Hint: if you need to write the same expression more than once, you
probably need a helper for it. Meaning that you will only have to fix
it once.

> unsigned long ret = 0;
>
> if (!irq)
> return 0;
>
> - /* The upper word is RAZ for us. */
> - if (!(addr & 4))
> + if (aff3_valid || !(addr & 4))
> ret = extract_bytes(READ_ONCE(irq->mpidr), addr & 7, len);
>
> vgic_put_irq(vcpu->kvm, irq);
> @@ -213,11 +213,12 @@ static void vgic_mmio_write_irouter(struct kvm_vcpu *vcpu,
> unsigned long val)
> {
> int intid = VGIC_ADDR_TO_INTID(addr, 64);
> + bool aff3_valid = !vcpu_el1_is_32bit(vcpu) && kvm_vgic_has_a3v();
> struct vgic_irq *irq;
> unsigned long flags;
>
> - /* The upper word is WI for us since we don't implement Aff3. */
> - if (addr & 4)
> + /* The upper word is WI if Aff3 is not valid. */
> + if (!aff3_valid && addr & 4)
> return;
>
> irq = vgic_get_irq(vcpu->kvm, NULL, intid);
> @@ -227,8 +228,7 @@ static void vgic_mmio_write_irouter(struct kvm_vcpu *vcpu,
>
> raw_spin_lock_irqsave(&irq->irq_lock, flags);
>
> - /* We only care about and preserve Aff0, Aff1 and Aff2. */
> - irq->mpidr = val & GENMASK(23, 0);
> + irq->mpidr = val & MPIDR_HWID_BITMASK;
> irq->target_vcpu = kvm_mpidr_to_vcpu(vcpu->kvm, irq->mpidr);
>
> raw_spin_unlock_irqrestore(&irq->irq_lock, flags);
> @@ -323,7 +323,11 @@ static unsigned long vgic_mmio_read_v3r_typer(struct kvm_vcpu *vcpu,
> int target_vcpu_id = vcpu->vcpu_id;
> u64 value;
>
> - value = (u64)(mpidr & GENMASK(23, 0)) << 32;
> + value = MPIDR_AFFINITY_LEVEL(mpidr, 3) << 56 |
> + MPIDR_AFFINITY_LEVEL(mpidr, 2) << 48 |
> + MPIDR_AFFINITY_LEVEL(mpidr, 1) << 40 |
> + MPIDR_AFFINITY_LEVEL(mpidr, 0) << 32;

Maybe it is time to describe these shifts in an include file, and use
FIELD_PREP() to construct the whole thing.

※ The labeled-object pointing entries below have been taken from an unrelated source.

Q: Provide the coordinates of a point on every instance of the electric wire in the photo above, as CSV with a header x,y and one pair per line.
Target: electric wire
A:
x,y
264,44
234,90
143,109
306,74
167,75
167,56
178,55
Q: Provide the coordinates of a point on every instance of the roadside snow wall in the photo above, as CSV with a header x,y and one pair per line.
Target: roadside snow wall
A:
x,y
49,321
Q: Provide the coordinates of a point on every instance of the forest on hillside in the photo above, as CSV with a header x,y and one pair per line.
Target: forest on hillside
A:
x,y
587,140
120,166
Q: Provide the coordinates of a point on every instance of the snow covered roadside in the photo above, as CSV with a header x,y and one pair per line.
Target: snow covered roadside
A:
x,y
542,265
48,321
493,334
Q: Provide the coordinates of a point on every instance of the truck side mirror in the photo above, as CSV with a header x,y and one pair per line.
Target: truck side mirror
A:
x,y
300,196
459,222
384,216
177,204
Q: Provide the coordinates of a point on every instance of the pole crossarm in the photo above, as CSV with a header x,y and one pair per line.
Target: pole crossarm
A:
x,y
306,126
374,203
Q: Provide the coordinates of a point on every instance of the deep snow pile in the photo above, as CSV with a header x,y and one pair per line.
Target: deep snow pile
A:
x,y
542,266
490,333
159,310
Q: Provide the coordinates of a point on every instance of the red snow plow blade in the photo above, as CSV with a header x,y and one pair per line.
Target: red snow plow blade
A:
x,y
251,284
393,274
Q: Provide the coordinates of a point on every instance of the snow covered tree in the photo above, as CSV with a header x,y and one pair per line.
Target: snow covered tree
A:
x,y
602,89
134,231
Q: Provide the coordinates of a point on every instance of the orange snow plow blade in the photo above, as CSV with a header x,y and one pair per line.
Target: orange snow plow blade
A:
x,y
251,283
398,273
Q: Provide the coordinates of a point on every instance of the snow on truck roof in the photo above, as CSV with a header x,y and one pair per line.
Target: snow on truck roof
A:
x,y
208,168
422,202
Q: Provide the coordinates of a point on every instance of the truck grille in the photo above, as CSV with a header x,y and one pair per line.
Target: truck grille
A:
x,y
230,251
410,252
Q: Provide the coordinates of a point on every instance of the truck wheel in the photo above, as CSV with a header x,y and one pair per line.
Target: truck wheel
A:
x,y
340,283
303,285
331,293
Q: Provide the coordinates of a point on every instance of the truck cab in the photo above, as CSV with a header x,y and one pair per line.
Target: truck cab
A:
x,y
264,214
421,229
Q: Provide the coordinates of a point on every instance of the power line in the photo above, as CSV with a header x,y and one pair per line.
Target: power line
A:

It will be a lot more
readable.

> +
> value |= ((target_vcpu_id & 0xffff) << 8);
>
> if (vgic_has_its(vcpu->kvm))
> diff --git a/include/kvm/arm_vgic.h b/include/kvm/arm_vgic.h
> index 8cc38e836f..b464ac1b79 100644
> --- a/include/kvm/arm_vgic.h
> +++ b/include/kvm/arm_vgic.h
> @@ -143,7 +143,7 @@ struct vgic_irq {
> unsigned int host_irq; /* linux irq corresponding to hwintid */
> union {
> u8 targets; /* GICv2 target VCPUs mask */
> - u32 mpidr; /* GICv3 target VCPU */
> + u64 mpidr; /* GICv3 target VCPU */

Do we really need to grow each interrupt object by 4 bytes, specially
when we at most use 4 bytes? I'd rather we store the affinity in a
compact way and change the way we compare it to the vcpu's MPIDR_EL1.

> };
> u8 source; /* GICv2 SGIs only */
> u8 active_source; /* GICv2 SGIs only */
> @@ -413,6 +413,11 @@ static inline int kvm_vgic_get_max_vcpus(void)
> return kvm_vgic_global_state.max_gic_vcpus;
> }
>
> +static inline bool kvm_vgic_has_a3v(void)
> +{
> + return kvm_vgic_global_state.ich_vtr_el2 & ICH_VTR_A3V_MASK;
> +}
> +

I can see multiple problems with this:

- this is the host state, which shouldn't necessarily represent the
guest state. It should be possible to restore a VM that have a
different A3V value and still have the same guarantees. There is
however a small nit around ICV_CTLR_EL1.A3V, which would require
trapping to emulate the A3V bit.

- this assumes GICv3, which is definitely not universal (we support
GICv2, for which no such restriction actually exists).

Finally, I don't see VM save/restore being addressed here, and I
suspect it hasn't been looked at.

Overall, this patch does too many things, and it should be split in
discrete changes. I also want to see an actual justification for Aff3
support. And if we introduce it, it must be fully virtualised
(independent of the A3V support on the host).

Thanks,

M.

--
Without deviation from the norm, progress is not possible.